Let $K$ be a field of positive characterstic. I need to show that there exists $a$ and $b$ of the same degree over $K$ but $K(a)$ and $K(b)$ are not isomorphic.
I thought of an example where they are not $K$-isomorphic. Take $K=F_p(X)$ the function field in one variable over $F_p$, $a$ to be a root of a separable irreducible polynomial and $b$ a root of a non-separable one of the same degree.
How can I show that examples exist for which $K(a)$ and $K(b)$ are not isomorphic?
This is not true as stated. Indeed, if $K$ is a finite field, then for any positive integer $n$ there is a unique extension of $K$ of degree $n$, up to isomorphism (namely, the splitting field of $x^m-x$ where $m=|K|^n$).

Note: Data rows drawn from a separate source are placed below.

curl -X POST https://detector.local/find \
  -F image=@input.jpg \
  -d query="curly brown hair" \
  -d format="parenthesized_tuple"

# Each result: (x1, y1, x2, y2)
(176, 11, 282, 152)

Or if $K$ is algebraically closed, then it has no nontrivial finite extensions at all.
For a simple example where you get to choose the field $K$, take $K=\mathbb{F}_p(X)$, let $K(a)=\mathbb{F}_p(\sqrt{X})$ and let $K(b)=\mathbb{F}_{p^2}(X)$ (so $a=\sqrt{X}$ and $b$ is some element of $\mathbb{F}_{p^2}\setminus\mathbb{F}_p$). These both have degree $2$ over $K$, but they are not isomorphic since $\mathbb{F}_{p^2}$ does not embed in $K(a)$ (which is isomorphic to $K$ by sending $\sqrt{X}$ to $X$).